Plus récemment, la justice a prononcé la liquidation judiciaire du groupe centenaire d'électroménager Brandt (qui comprend les marques Vedette, Sauter, De Dietrich) impactant quelque 700 emplois supprimés Liquidation de Brandt : "C'est très difficile, je ne sais pas ce que va devenir" la m… . Le secteur de l'habillement n'est pas épargné. Malgré la reprise d'IKKS par S.Cucci et M.Benabou, validée par le tribunal des activités économiques, près de 500 emplois sur un peu plus de 1000 vont disparaître Le groupe de mode IKKS est repris mais quelque 500 emplois sur 1 000 sont supprimés - Le Parisien.

A chaque fois, les mêmes raisons ou presque sont invoquées : concurrence féroce des pays asiatiques, notamment de la Chine, coût de l’énergie élevé, baisse de la demande…

Des chiffres

Selon un comptage du cabinet privé Trendeo, publié dans les Echos mercredi dernier (visible uniquement par les abonnés...), 165 sites industriels sont menacés depuis la rentrée dans le pays, contre 120 en septembre 2024. Une centaine de ces dossiers concernent près de 10 000 emplois.

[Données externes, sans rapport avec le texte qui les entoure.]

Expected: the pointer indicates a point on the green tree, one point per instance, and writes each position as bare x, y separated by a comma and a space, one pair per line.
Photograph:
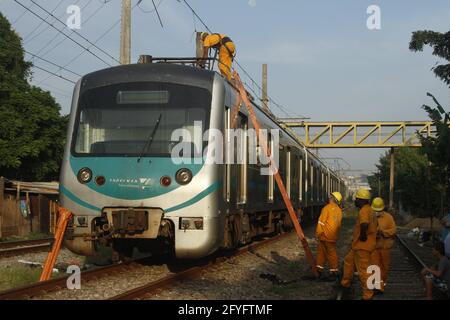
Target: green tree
410, 174
437, 150
32, 131
440, 42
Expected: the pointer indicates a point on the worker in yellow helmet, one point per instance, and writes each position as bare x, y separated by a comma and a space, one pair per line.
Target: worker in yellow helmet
385, 240
327, 233
226, 51
363, 244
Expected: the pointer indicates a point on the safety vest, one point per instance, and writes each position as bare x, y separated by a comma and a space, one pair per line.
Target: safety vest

Les régions les plus touchées sont le Grand Est (2 726 emplois perdus en 1 an), la Bourgogne-Franche-Comté (2 649 emplois) et les Hauts-de-France (2280 emplois).

Selon la CGT, la mise à jour de sa "liste noire des plans de licenciements" recense près de 500 plans de licenciements entre septembre 2023 et décembre 2025, dont 360 rien que dans l'industrie et estime à plus de 100 000 les emplois direct supprimés ou menacés dans l'industrie. Un chiffre, selon les données du syndicat, qui atteint 200 000 à 300 000 en comptant les emplois indirects.

Deux méthodes pour un même constat : la désindustrialisation s'accélère.

Vers une nouvelle vague de désindustrialisation ? - Le cercle des économistes

Malgré cette lame de fond qui semble toucher l'industrie française, et si l'on tient compte des créations d'emplois enregistrées sur le semestre 2025, dans ce même secteur, les jauges d'emplois sont dans le vert, en particulier dans l'énergie et les déchets qui affichent une forte croissance. Le solde reste à l'équilibre. 

 

Il est urgent de mettre en place une stratégie de réindustrialisation cohérente :

protéger les sites stratégiques, accompagner la transition énergétique et écologique sans sacrifier l'emploi, accompagner les travailleurs vers les nouveaux métiers de l'industrie 4.0, renforcer les collaborations entre universités et entreprises pour stimuler l'innovation, soutenir les entrepreneurs industriels et les investissements productifs, financer à l'échelle européenne et non national des investissements dans la production d'équipements militaires, etc.  

Cela passe par l'ensemble des acteurs du secteur, du gouvernement aux entreprises en passant par les syndicats. Une volonté collective pourrait faire émerger une France plus forte, capable de relever les défis de demain.